"Oh, going away! I must do that. You do see that, don't you? And Oliver wouldn't have anything else. Try to think kindly and—and pleasantly of me. Remember our good times, dear Arthur, not this—this awful evening!"
"I've been such a fool—and now such a blackguard! Because now if I could, I'd——"
"Hush, hush! Don't say things like that. They're not really true, and they make you feel worse. We're just dear old friends parting for a while, because we must."
"Perhaps I shall never see you again, Bernadette—and you've been pretty nearly everything in my life since we've known one another."
"Dear Arthur, you must let me go now. I can't bear any more of it. Oh, I am so desperately sorry, Arthur!" A tear rolled down her cheek.
"Never mind, Bernadette. It'll be all right about me. And—well, I can't talk about you, but you needn't be afraid of my thinking anything—anything unkind. Good-bye."
She drew her hands away, and he relinquished his hold on them without resistance. There was no more to be said—no more to be done. She stood where she was for a moment; he turned his chair round to the table again, spread out his arms, and laid his face on his hands. Just the same attitude in which she had found him! But she knew that his distress was deeper. Despair and forlornness succeeded to anger and fear; and, on the top of them, the poor boy accused himself of disloyalty to his house, to his cousin, to herself. He saw himself a blackguard as well as a fool.
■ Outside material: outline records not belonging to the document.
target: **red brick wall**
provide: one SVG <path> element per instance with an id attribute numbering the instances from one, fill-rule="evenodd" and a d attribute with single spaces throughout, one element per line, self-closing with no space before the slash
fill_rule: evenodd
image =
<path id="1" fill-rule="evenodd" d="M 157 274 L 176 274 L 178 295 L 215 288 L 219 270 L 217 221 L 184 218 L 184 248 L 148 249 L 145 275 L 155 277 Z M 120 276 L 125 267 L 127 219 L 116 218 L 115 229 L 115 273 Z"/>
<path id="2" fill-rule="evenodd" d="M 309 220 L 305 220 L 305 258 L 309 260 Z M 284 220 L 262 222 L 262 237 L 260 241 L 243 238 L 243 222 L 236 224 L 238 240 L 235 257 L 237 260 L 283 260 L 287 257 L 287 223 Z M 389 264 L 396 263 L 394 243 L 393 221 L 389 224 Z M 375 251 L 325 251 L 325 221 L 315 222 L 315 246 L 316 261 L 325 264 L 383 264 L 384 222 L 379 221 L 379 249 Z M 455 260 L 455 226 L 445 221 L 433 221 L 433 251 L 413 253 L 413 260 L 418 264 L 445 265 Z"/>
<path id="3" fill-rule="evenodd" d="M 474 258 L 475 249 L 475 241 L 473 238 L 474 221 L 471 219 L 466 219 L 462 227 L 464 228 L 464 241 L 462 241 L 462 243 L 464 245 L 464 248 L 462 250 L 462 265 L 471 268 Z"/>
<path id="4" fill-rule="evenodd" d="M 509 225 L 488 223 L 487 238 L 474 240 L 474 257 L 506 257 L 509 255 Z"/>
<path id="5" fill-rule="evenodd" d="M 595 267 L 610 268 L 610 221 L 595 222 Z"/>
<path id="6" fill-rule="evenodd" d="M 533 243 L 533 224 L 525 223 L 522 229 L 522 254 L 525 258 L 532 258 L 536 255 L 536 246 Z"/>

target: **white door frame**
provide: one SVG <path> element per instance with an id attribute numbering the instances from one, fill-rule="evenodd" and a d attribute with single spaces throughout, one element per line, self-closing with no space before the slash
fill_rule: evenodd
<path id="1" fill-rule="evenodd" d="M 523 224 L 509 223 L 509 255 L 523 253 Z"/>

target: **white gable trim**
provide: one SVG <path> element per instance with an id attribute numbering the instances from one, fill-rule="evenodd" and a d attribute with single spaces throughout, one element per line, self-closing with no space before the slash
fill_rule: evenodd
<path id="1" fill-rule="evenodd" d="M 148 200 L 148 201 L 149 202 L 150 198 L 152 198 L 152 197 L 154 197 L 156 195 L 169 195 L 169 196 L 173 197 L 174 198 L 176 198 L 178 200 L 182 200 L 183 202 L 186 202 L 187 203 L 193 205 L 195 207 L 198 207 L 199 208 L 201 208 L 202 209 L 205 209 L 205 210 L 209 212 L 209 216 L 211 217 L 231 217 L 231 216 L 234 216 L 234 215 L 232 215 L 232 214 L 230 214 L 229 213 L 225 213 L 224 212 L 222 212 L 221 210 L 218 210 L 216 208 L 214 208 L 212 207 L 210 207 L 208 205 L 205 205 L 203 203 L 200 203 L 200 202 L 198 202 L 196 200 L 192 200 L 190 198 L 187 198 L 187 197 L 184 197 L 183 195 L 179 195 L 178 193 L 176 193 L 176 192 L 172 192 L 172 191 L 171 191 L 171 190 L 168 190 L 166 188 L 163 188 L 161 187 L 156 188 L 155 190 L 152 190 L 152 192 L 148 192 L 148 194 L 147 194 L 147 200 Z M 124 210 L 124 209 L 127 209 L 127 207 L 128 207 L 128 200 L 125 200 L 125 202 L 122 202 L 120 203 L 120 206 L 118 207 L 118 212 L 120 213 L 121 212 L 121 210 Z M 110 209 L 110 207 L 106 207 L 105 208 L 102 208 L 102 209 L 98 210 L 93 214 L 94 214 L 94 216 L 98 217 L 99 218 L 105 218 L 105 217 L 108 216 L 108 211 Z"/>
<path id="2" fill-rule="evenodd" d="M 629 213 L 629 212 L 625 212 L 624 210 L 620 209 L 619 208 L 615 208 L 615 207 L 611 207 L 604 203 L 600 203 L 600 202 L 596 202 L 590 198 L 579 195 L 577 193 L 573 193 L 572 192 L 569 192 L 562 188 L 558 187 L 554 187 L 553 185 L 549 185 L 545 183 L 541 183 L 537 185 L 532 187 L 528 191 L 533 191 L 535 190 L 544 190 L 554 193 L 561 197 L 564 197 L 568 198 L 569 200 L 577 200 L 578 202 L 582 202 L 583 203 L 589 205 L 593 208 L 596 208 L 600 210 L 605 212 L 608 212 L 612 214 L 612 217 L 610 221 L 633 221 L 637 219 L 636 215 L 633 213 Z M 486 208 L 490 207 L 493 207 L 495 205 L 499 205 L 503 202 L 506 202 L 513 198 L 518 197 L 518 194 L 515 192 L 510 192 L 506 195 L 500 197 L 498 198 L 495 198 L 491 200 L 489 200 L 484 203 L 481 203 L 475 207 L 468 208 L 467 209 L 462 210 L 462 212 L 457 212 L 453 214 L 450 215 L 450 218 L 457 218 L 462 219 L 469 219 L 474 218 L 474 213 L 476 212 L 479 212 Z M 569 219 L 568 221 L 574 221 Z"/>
She could not help speaking to him once again. "God bless you, Cousin Arthur," she said very softly. But he did not move; he gave no sign of hearing her. She turned and went very quietly out of the room, leaving her poor pet in sad plight, her poor toy broken, behind her.
It was more than she had bargained for, more than she could bear! Silently and cautiously, but with swift and resolute steps, she passed along the corridor to the hall, and mounted the stairs. She was bent on shutting out the vision of Arthur from her sight.